Because of his biblical and theological perspective, people often fail to reflect on how creative and innovative he was: the way he pioneered the use of radio and television; the way he harnessed print media; the role he played in launching a world-class magazine; and his influence in higher education, particularly theological education.
His funeral, for which he was the primary architect, was in keeping with that ongoing stream of creativity. He was certainly one of the two or three most outstanding Christian leaders of the 20th century if not the most and would certainly have massive attention in death. I can imagine him thinking, “why not use the funeral to make a witness for Christ through the tv coverage?” And that’s a big part of what happened.
The core of the service was the witness of his children, all of them simple and clear, doing what I’m sure pleased him: not praising their father, but emphasizing his message. The most meaningful for me was the sharing of one daughter who had a painful marriage that ended in divorce, talking about her shame and how dreadful it was to think of how this was affecting her Mom and Dad, but how redemptive it was when she was welcomed home by Billy with open arms. It was a powerful story. There was no pretension of perfection. The feeling was that we were at a large family funeral, friends gathered to remember, to share their grief and celebrate the life of a loved one.
Presidents had visited the family in the days before the funeral, and both the President and Vice President were in attendance at the funeral. Nothing was made of their presence. Most of us in attendance would not have even known they were there, but for a simple naming of them when a few other distinguished “visitors” were welcomed.
The entire service was full of worshipful and grateful joy. My emotions were stirred in a surprising way. For a time in the service I was overcome as my own conversion and Christian experience began to pervade my thoughts. Two men were dominant in that vivid reliving: Wiley Grisson, a fifth grade-educated Baptist preacher under whose powerful preaching I was converted, and my baptism by him, along with my father, in a cold creek, and David McKeithen, a seminary-educated Methodist preacher who paid attention to a poor country boy in the youth group, taking me under his wing and nurturing me in the faith, becoming my father in ministry.
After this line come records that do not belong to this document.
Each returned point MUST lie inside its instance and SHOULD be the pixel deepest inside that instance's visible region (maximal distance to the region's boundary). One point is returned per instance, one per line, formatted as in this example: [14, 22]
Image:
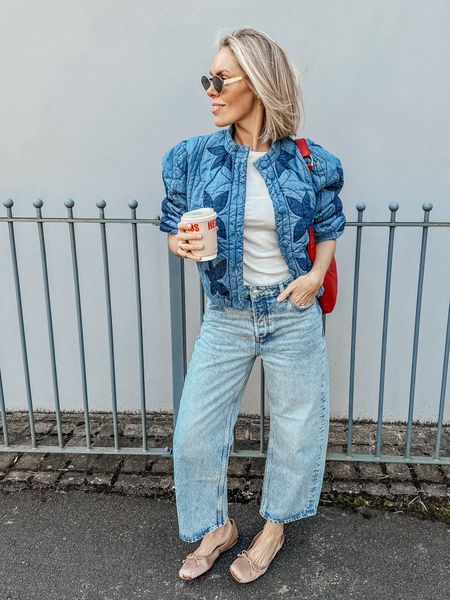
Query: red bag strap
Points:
[303, 147]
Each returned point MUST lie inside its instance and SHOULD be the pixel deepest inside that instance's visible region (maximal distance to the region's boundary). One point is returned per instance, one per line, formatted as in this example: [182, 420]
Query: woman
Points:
[261, 300]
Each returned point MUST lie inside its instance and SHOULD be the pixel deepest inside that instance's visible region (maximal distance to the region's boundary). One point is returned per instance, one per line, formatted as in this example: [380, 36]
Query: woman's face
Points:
[237, 101]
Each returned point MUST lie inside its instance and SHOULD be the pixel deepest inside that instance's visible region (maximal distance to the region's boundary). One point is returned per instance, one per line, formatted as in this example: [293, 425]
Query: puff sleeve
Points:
[328, 179]
[174, 175]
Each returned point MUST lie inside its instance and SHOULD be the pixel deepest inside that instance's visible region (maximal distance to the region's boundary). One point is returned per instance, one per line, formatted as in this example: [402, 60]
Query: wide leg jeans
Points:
[291, 343]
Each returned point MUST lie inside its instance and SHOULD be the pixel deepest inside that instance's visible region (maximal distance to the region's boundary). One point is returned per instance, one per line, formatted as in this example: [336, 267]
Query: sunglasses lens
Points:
[205, 82]
[217, 83]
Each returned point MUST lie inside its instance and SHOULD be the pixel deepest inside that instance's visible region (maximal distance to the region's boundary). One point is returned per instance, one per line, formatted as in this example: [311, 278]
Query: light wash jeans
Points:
[291, 344]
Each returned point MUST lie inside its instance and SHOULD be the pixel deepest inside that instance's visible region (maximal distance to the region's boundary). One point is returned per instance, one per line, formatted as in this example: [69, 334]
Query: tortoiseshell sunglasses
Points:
[218, 82]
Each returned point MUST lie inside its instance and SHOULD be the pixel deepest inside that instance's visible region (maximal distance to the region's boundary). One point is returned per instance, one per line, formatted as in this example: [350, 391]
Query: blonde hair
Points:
[271, 76]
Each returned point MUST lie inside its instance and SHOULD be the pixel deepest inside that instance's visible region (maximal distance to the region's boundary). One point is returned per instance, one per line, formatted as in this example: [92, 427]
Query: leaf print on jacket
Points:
[218, 204]
[224, 158]
[300, 208]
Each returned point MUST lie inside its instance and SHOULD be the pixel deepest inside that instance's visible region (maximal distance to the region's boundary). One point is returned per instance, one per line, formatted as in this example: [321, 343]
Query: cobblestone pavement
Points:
[75, 546]
[422, 488]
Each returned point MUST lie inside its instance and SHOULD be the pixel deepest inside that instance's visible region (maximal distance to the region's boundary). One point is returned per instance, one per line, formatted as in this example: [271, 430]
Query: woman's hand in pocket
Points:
[303, 290]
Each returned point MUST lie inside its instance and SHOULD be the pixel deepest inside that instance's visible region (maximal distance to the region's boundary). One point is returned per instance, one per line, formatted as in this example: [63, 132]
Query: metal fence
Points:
[179, 341]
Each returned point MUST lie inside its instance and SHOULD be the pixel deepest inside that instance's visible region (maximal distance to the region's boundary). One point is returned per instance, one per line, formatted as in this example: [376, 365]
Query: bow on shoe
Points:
[253, 564]
[193, 555]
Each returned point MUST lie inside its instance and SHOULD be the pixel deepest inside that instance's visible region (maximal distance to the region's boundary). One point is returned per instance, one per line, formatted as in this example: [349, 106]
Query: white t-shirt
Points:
[263, 261]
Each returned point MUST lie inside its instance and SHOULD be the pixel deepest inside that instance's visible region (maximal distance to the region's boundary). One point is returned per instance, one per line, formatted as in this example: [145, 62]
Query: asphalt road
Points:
[83, 546]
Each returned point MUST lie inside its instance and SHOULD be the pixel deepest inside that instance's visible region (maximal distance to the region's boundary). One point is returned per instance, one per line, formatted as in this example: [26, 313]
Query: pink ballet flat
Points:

Both of those men belong in the company of Billy Graham. Tears of joy flowed for my being blessed by those two men, and for Billy blessing millions.
Tears of repentance and sadness came when I reflected on the state of our nation today. During the service, we were remembering and celebrating the passionate ministry of this man who was relentlessly driven in sharing the Gospel and calling people to saving faith in Jesus Christ. I couldn’t help but think of Francis Asbury, the powerful evangelist that led so much of the planting of the Gospel and the Methodist movement in America. Billy Graham lay in state in our Capitol building in Washington; some folks were critical of that. I wondered if folks were critical when public monies paid for a statue of Francis Asbury on horseback, still present in our capital city.
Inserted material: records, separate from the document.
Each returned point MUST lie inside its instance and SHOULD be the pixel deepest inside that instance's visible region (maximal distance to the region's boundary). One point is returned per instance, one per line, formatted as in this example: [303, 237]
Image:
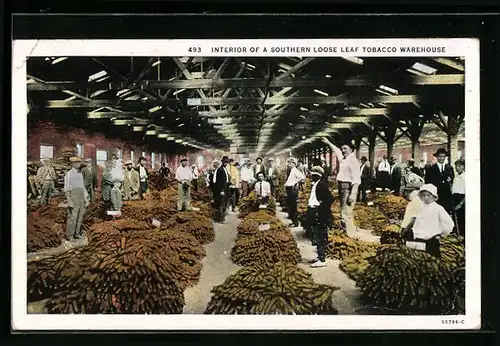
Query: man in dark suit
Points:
[395, 176]
[319, 214]
[220, 188]
[441, 175]
[365, 179]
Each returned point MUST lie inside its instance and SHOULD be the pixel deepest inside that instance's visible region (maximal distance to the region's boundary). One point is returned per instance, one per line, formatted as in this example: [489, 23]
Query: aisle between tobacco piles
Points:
[217, 266]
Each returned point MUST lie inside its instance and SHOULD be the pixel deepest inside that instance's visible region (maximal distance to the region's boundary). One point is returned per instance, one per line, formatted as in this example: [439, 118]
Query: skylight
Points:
[423, 68]
[320, 92]
[353, 59]
[97, 75]
[388, 89]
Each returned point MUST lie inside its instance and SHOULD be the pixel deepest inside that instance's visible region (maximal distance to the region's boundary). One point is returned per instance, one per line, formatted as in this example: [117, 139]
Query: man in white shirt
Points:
[431, 223]
[262, 189]
[319, 215]
[77, 199]
[348, 179]
[458, 196]
[143, 176]
[292, 191]
[183, 176]
[384, 173]
[247, 178]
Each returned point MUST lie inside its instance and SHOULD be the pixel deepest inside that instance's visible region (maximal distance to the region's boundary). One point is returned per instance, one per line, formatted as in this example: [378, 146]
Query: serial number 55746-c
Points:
[452, 321]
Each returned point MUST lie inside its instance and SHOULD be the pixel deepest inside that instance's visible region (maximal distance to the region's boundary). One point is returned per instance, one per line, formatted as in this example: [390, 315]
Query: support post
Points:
[372, 137]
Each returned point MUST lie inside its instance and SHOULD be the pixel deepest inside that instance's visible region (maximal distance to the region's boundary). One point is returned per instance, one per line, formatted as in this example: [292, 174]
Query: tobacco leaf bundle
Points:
[452, 250]
[268, 246]
[147, 210]
[47, 276]
[369, 218]
[355, 266]
[43, 233]
[109, 233]
[408, 281]
[123, 281]
[281, 288]
[341, 246]
[390, 235]
[392, 206]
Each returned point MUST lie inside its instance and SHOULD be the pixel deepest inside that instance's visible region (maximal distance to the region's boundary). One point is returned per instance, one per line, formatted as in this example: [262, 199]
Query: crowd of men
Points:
[437, 196]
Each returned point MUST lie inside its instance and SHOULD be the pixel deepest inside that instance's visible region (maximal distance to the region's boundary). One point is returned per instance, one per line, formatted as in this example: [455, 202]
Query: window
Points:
[101, 157]
[46, 152]
[79, 149]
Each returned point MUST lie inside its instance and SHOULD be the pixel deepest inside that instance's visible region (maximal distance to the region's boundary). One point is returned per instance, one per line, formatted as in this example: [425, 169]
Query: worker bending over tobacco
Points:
[46, 175]
[262, 190]
[131, 182]
[184, 176]
[431, 223]
[77, 198]
[348, 180]
[319, 215]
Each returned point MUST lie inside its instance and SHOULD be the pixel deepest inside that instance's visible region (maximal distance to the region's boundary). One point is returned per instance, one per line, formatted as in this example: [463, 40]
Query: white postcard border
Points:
[459, 47]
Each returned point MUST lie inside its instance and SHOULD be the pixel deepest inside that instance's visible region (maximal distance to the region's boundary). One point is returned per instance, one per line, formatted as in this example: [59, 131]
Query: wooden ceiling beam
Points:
[229, 83]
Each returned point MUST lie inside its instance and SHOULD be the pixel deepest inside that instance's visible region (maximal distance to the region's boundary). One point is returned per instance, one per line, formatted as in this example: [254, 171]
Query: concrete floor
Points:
[217, 266]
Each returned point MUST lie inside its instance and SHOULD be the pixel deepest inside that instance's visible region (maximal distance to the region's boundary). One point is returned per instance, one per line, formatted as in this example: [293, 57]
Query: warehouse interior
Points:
[163, 109]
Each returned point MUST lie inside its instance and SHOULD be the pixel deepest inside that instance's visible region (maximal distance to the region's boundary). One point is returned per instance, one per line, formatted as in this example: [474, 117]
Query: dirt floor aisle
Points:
[217, 266]
[346, 300]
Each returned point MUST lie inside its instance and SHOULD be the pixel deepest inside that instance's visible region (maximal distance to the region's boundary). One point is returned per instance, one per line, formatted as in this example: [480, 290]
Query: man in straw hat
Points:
[431, 223]
[441, 175]
[46, 176]
[90, 178]
[184, 176]
[247, 178]
[77, 198]
[319, 216]
[131, 182]
[292, 190]
[221, 189]
[348, 179]
[273, 173]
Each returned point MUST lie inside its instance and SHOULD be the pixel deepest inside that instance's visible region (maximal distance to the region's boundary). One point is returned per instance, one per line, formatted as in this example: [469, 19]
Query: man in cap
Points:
[195, 174]
[319, 216]
[90, 178]
[46, 177]
[221, 189]
[348, 179]
[234, 186]
[77, 198]
[292, 190]
[431, 223]
[384, 173]
[365, 179]
[441, 175]
[117, 177]
[143, 176]
[262, 189]
[273, 173]
[184, 176]
[131, 182]
[396, 172]
[258, 167]
[247, 178]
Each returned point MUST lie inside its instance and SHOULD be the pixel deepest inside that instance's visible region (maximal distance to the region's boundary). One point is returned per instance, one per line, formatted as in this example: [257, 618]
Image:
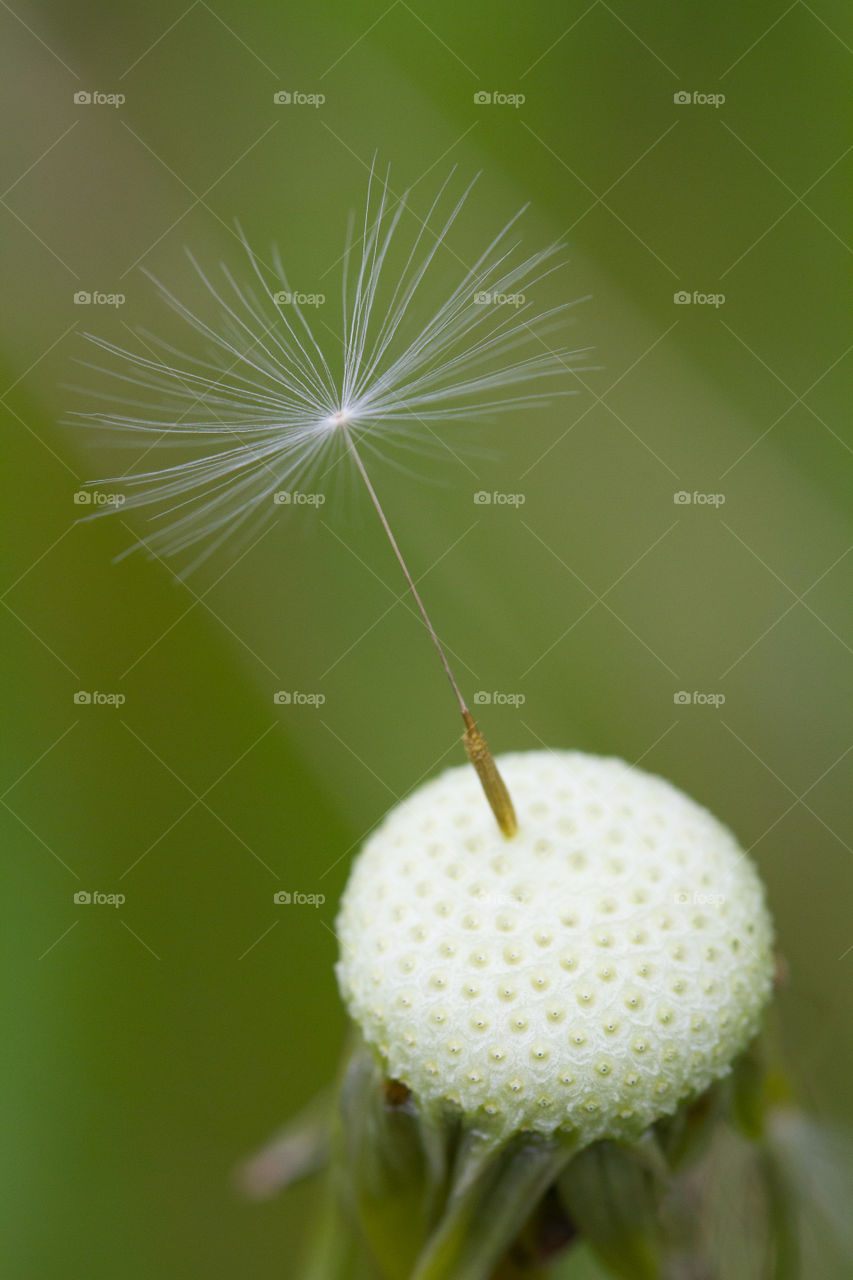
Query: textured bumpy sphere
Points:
[588, 974]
I was sad and tearful because the signs are far from clear that we are still in the spirit of Francis Asbury, or were ever very much in the spirit of Billy Graham. So, our Methodist movement, once the most obvious presence of the Christian faith and way in this country, is diminishing in number and influence.
There are those who still insist that Billy was never as prophetic as he should have been. Some of that, though in my mind not much, may be so. As I shared in the funeral experience, my mind went back to the mid-sixties in Mississippi. I was not as prophetic, bold and courageous as I should have been, but I did take a stand for the Gospel.
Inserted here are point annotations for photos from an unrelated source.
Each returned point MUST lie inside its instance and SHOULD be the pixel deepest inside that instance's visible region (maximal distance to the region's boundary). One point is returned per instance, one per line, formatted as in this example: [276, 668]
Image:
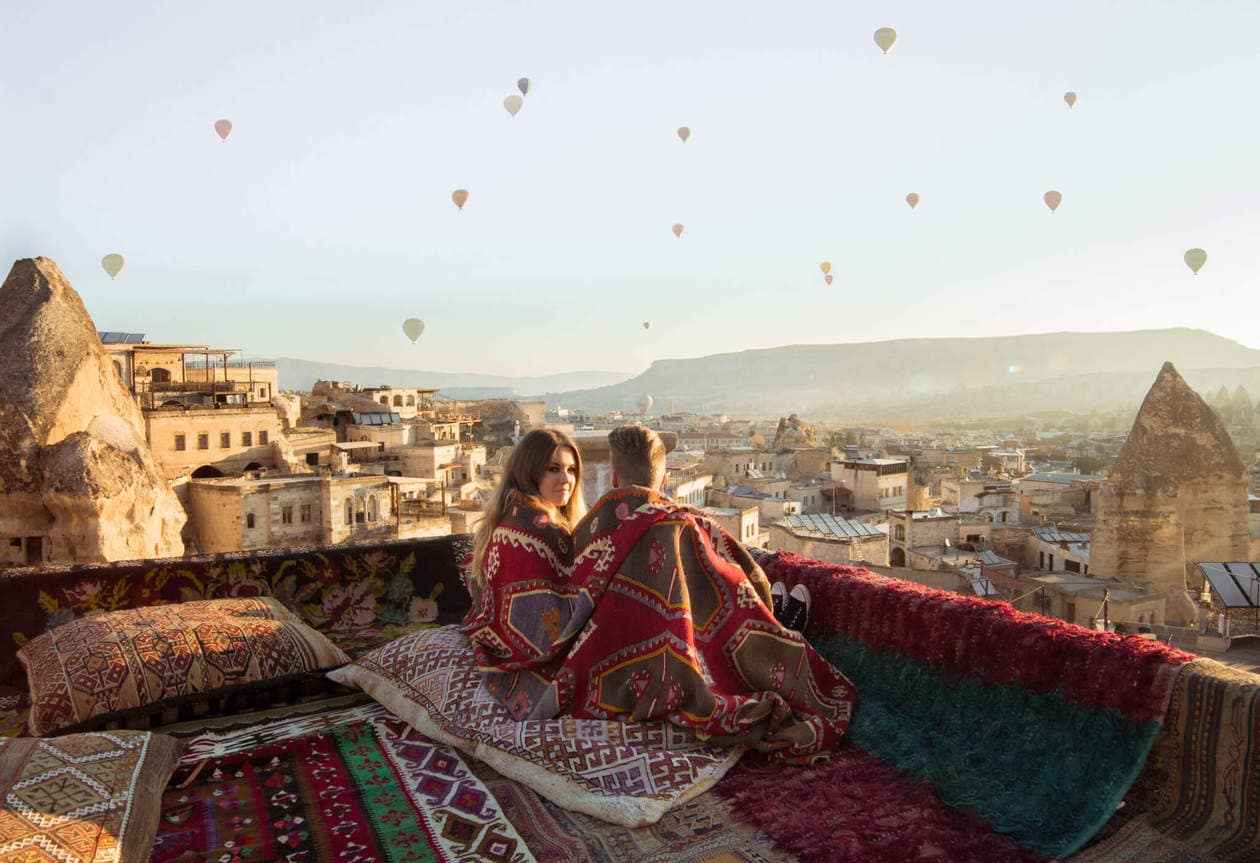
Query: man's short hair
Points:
[638, 455]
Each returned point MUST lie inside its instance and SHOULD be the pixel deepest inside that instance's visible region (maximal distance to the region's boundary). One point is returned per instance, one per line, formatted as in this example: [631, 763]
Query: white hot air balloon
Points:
[413, 328]
[1195, 260]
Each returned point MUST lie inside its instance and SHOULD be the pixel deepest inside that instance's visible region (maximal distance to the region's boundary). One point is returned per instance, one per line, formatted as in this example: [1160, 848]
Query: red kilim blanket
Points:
[649, 611]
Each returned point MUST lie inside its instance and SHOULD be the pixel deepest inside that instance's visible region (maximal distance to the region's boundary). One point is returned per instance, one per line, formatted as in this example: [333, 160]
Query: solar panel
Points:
[1236, 583]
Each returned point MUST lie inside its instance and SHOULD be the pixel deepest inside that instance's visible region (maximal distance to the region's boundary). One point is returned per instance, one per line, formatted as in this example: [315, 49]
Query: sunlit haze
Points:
[325, 218]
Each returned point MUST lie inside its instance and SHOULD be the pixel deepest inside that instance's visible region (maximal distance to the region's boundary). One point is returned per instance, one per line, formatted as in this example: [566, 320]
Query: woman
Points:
[522, 556]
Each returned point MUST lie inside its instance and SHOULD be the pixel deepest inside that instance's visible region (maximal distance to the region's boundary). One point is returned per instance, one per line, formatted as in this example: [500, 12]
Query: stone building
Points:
[1177, 494]
[877, 484]
[830, 538]
[234, 514]
[78, 483]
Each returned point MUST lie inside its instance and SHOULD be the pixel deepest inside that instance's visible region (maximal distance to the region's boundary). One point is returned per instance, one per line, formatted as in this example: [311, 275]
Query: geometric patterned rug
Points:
[354, 786]
[701, 830]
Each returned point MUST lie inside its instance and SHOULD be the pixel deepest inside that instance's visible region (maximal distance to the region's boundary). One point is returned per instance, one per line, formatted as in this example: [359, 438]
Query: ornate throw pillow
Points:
[628, 774]
[125, 663]
[88, 798]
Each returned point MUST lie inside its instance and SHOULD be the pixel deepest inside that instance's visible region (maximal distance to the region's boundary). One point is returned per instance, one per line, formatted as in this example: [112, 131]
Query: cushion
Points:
[82, 798]
[122, 663]
[628, 774]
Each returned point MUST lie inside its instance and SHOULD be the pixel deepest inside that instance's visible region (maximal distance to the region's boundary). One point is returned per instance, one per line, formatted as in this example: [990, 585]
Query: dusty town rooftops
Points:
[829, 525]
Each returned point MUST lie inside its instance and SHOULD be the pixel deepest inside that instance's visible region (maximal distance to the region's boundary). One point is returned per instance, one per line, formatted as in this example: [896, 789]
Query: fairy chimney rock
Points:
[77, 480]
[1176, 495]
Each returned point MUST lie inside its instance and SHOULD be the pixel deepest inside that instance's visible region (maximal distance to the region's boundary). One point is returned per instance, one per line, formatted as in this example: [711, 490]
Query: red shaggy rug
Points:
[854, 808]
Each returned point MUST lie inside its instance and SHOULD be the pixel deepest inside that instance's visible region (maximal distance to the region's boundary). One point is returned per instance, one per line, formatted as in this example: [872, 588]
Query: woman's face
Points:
[560, 479]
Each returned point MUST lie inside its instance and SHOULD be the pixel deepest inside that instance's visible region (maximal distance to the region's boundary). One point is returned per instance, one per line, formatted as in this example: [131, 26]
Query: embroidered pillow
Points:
[127, 663]
[88, 798]
[628, 774]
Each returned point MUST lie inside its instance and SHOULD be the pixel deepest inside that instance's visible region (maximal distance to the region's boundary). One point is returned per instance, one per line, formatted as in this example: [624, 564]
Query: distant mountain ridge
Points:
[299, 374]
[993, 376]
Mississippi was a “closed society” as related to civil rights. Black students couldn’t get into the University of Mississippi, public schools were being integrated and private schools for whites only were rising everywhere; and not only restrooms and lunch counters but white church doors were closed to Black citizens. Along with a few other young Methodist ministers, we took a stand for justice and reconciliation. Billy Graham refused to have a crusade in Mississippi that was not open to all races.
Though not an honor formally bestowed, the invitation to Billy’s private funeral was a signal honor for which I am deeply grateful. I have long believed that my evangelical faith calls me to be passionate in sharing the Gospel, which means calling people to salvation: personal faith in Jesus Christ which means reconciliation with God and neighbor, and personal and social holiness. Billy’s funeral intensified that belief and commitment.